Forum Discussion

Robert_Early_71's avatar
Robert_Early_71
Icon for Nimbostratus rankNimbostratus
Jan 20, 2015

Transparent Authentication for Network Access VPN in APM

Hi, We are trying to implement transparent authentication access to a Network Access resource in APM using client certificates and Kerberos. The tech articles I have found cover how to implement this for backend Web services for instance, but I am unsure how to implement it for a full VPN on APM.

 

In particular, where it refers "add all your services to the list under Services to which this account can present delegated credentials.

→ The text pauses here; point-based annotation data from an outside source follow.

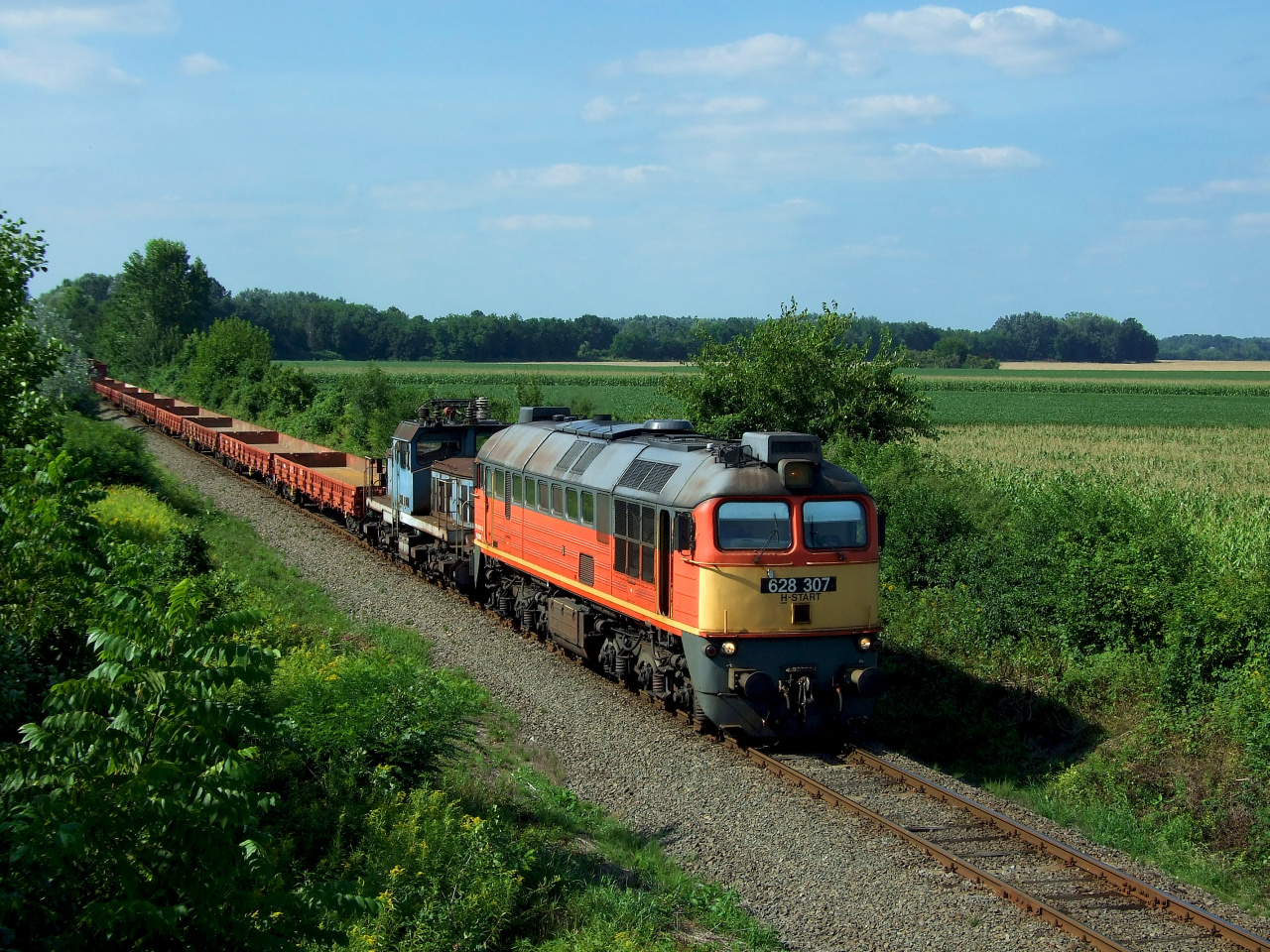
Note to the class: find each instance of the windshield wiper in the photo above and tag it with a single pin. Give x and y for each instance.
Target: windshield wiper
(772, 535)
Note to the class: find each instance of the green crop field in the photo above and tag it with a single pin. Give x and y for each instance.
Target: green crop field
(1105, 398)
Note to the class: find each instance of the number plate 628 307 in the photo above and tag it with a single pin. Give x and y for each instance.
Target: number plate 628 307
(803, 584)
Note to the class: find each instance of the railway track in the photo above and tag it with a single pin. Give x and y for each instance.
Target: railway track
(1072, 892)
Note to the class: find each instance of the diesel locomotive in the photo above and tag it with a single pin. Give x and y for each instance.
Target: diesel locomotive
(734, 579)
(737, 579)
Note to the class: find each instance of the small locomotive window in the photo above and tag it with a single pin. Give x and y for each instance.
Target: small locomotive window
(763, 526)
(834, 524)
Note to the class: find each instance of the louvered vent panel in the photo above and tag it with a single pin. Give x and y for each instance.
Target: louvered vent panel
(585, 460)
(647, 476)
(570, 457)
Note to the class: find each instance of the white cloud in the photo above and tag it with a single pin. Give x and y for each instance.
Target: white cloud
(988, 158)
(1148, 231)
(44, 48)
(1016, 40)
(1251, 221)
(571, 176)
(575, 179)
(1210, 189)
(80, 19)
(598, 109)
(538, 222)
(761, 54)
(200, 64)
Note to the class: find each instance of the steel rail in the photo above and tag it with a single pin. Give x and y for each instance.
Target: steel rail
(1123, 884)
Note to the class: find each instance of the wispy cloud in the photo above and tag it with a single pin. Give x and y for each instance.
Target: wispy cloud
(200, 64)
(1251, 221)
(762, 54)
(45, 45)
(598, 109)
(1148, 231)
(538, 222)
(576, 180)
(983, 158)
(1016, 40)
(1216, 188)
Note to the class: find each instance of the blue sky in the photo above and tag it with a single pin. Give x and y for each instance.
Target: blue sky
(913, 163)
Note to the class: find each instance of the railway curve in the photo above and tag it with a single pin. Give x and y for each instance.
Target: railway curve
(820, 924)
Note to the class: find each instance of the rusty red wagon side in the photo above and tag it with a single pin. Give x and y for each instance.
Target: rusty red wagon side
(334, 480)
(253, 451)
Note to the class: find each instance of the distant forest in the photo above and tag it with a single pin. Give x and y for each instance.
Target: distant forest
(100, 311)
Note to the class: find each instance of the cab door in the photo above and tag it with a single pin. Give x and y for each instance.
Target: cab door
(663, 561)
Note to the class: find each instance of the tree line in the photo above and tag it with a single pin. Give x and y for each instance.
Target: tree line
(140, 317)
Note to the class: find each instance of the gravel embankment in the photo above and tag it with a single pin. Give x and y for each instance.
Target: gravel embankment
(822, 879)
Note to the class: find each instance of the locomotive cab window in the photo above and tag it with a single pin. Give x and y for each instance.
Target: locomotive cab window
(834, 524)
(760, 525)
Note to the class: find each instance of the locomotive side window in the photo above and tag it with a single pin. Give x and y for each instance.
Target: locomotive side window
(635, 532)
(834, 524)
(761, 525)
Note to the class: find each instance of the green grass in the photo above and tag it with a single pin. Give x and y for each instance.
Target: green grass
(615, 889)
(956, 408)
(425, 367)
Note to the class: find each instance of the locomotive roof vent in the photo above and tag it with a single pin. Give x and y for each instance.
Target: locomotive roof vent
(668, 426)
(532, 414)
(772, 447)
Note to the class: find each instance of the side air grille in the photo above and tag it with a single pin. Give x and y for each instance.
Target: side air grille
(647, 476)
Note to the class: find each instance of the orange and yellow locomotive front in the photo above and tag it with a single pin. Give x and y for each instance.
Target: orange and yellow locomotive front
(786, 622)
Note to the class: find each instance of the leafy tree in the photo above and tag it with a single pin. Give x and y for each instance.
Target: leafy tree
(794, 372)
(160, 298)
(231, 352)
(24, 358)
(51, 558)
(130, 814)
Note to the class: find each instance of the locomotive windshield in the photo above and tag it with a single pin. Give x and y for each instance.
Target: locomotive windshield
(763, 525)
(833, 524)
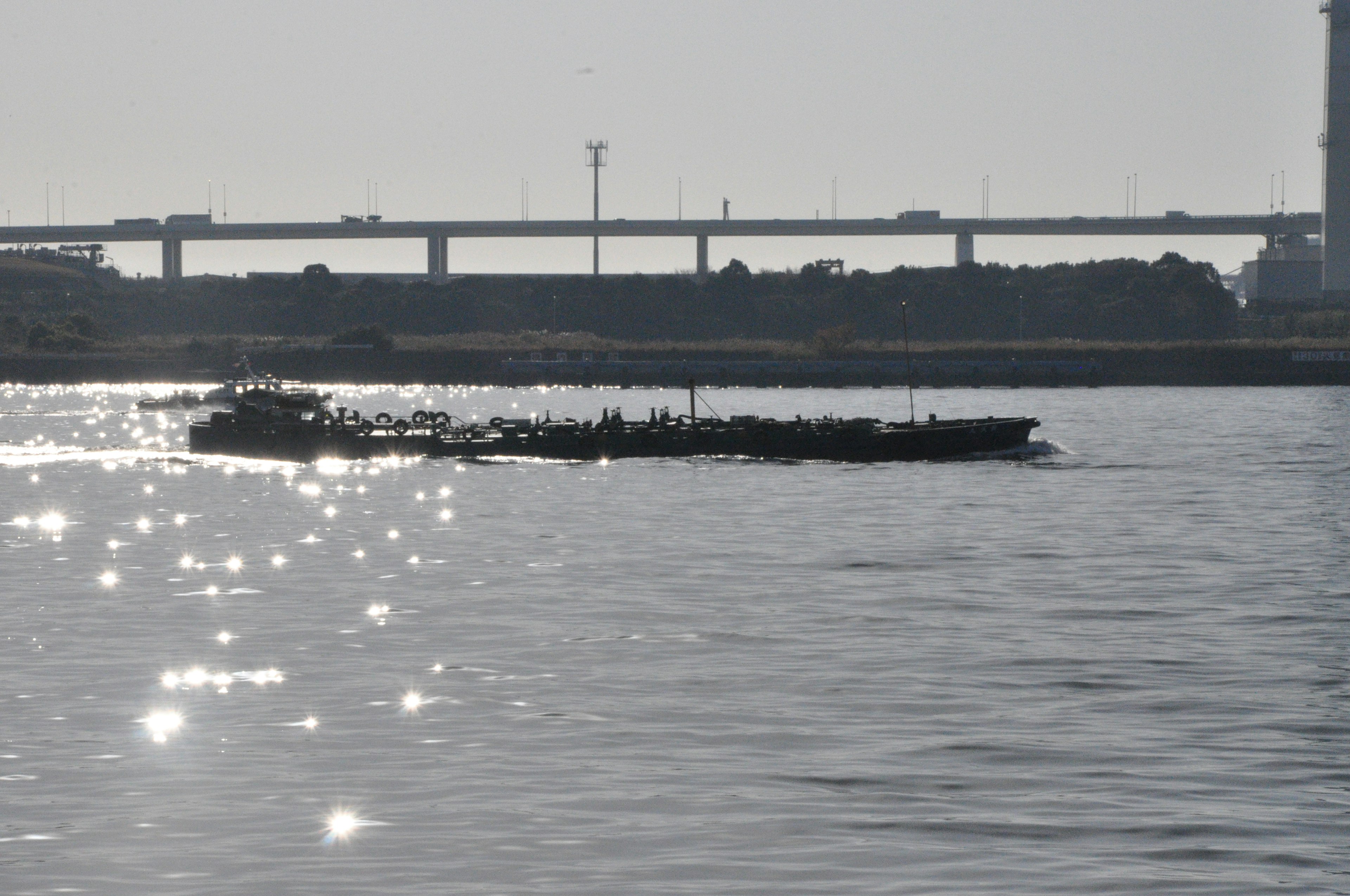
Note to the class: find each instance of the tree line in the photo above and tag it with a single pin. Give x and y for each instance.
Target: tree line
(1104, 300)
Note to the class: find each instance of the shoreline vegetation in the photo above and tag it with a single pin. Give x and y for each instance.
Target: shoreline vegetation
(226, 346)
(1136, 322)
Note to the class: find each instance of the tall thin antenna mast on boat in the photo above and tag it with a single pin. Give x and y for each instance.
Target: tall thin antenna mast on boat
(909, 370)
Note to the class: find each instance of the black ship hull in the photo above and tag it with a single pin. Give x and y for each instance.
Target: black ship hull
(858, 442)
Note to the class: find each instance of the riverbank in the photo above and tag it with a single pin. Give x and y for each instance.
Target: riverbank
(740, 363)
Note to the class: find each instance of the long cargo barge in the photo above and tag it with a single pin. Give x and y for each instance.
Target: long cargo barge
(314, 435)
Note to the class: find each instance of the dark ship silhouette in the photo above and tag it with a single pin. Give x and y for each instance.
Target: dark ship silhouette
(304, 435)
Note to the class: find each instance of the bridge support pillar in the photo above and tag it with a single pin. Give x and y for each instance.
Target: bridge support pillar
(964, 247)
(438, 249)
(1336, 157)
(172, 260)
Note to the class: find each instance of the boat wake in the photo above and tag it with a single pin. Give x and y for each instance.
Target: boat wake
(32, 455)
(1032, 450)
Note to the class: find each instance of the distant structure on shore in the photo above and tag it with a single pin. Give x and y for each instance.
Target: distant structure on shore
(1306, 260)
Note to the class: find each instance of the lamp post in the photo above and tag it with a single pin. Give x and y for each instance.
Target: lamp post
(597, 156)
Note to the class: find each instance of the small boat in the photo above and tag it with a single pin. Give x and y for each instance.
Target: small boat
(261, 390)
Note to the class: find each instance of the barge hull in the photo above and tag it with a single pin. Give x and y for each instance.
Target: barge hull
(784, 442)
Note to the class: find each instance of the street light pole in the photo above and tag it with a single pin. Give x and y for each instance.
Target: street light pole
(597, 153)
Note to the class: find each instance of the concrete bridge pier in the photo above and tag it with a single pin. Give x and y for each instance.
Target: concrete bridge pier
(1336, 157)
(964, 247)
(172, 260)
(438, 249)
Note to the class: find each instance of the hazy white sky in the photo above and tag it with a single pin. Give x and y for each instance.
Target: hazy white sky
(134, 106)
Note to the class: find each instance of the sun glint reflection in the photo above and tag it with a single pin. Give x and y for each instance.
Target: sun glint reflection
(161, 725)
(341, 825)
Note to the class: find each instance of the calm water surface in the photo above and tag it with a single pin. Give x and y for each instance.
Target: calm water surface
(1116, 666)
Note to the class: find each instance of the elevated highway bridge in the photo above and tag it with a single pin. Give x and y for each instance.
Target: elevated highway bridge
(438, 234)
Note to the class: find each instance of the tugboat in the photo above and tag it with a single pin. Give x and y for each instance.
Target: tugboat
(261, 390)
(310, 434)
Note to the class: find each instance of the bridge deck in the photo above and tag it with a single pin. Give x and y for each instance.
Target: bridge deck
(1199, 225)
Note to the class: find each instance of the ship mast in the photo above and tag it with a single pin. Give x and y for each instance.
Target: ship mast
(909, 372)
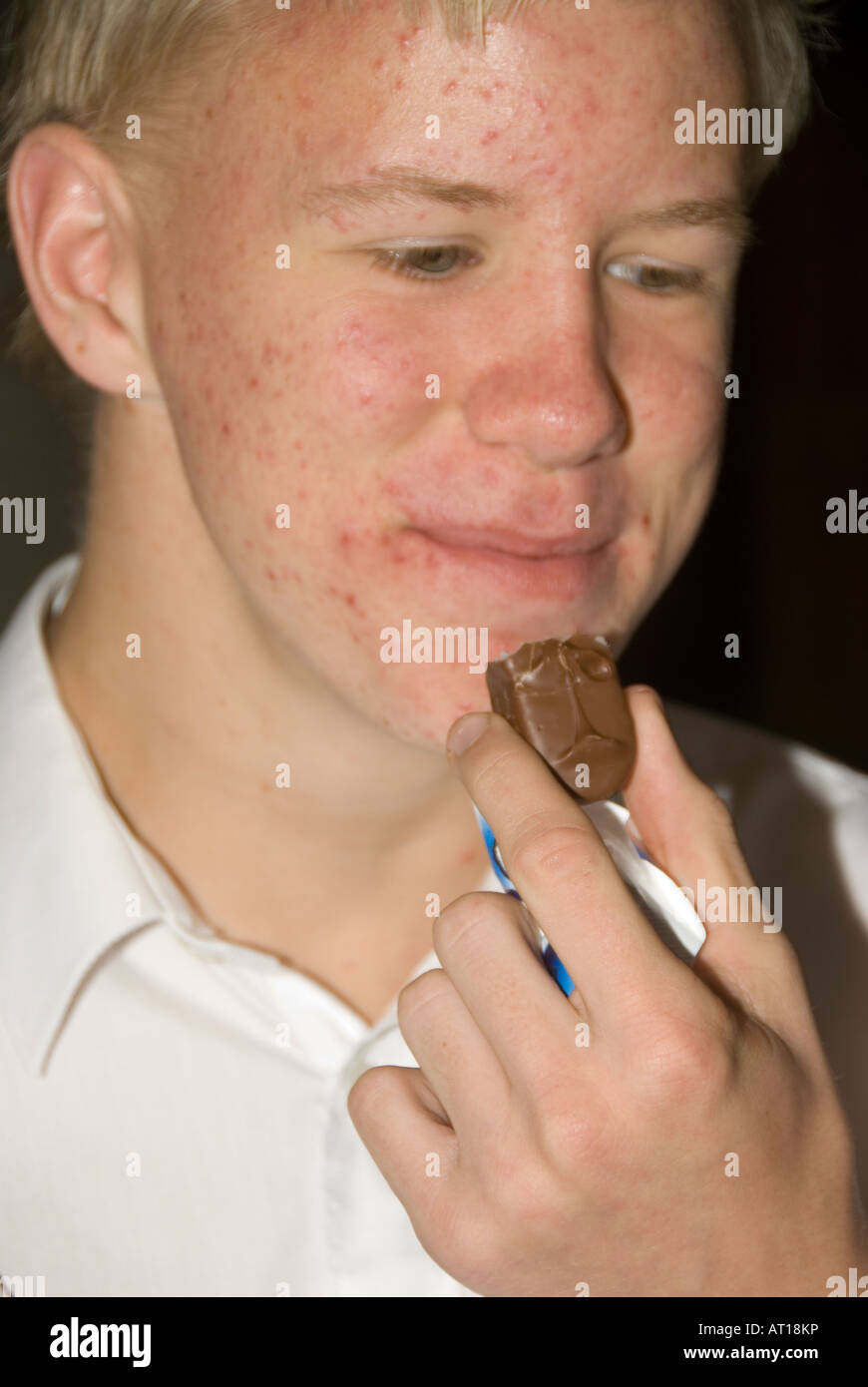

Every service should have Service Type HTTP (or http) and host name of the pool member or web application resource host that you will use in your configuration." I am unsure what should be done here in this case?

 

APM
deployment
kerberos
security

3 Replies

Sort By
  • boneyard's avatar
    boneyard
    Icon for MVP rankMVP
    Jan 20, 2015

    the line you quote comes from an article about kerberos SSO, something which im not sure you need to do with network access. as you can see it often relates to portal access where your client isn't able to do SSO itself, but the APM has to do it for the client.

     

    with a VPN your client can do much more, as it has "full" network access, you might not have to do SSO.

     

    so are you sure you need to do kerberos SSO or just want to do kerberos on the outside to authenticate against the APM?

     

  • Robert_Early_71's avatar
    Robert_Early_71
    Icon for Nimbostratus rankNimbostratus
    Jan 21, 2015

    It is just to authenticate the user on the outside, so it's isn't SSO in that sense. The only requirement is that the user does not have to log in again connecting to APM.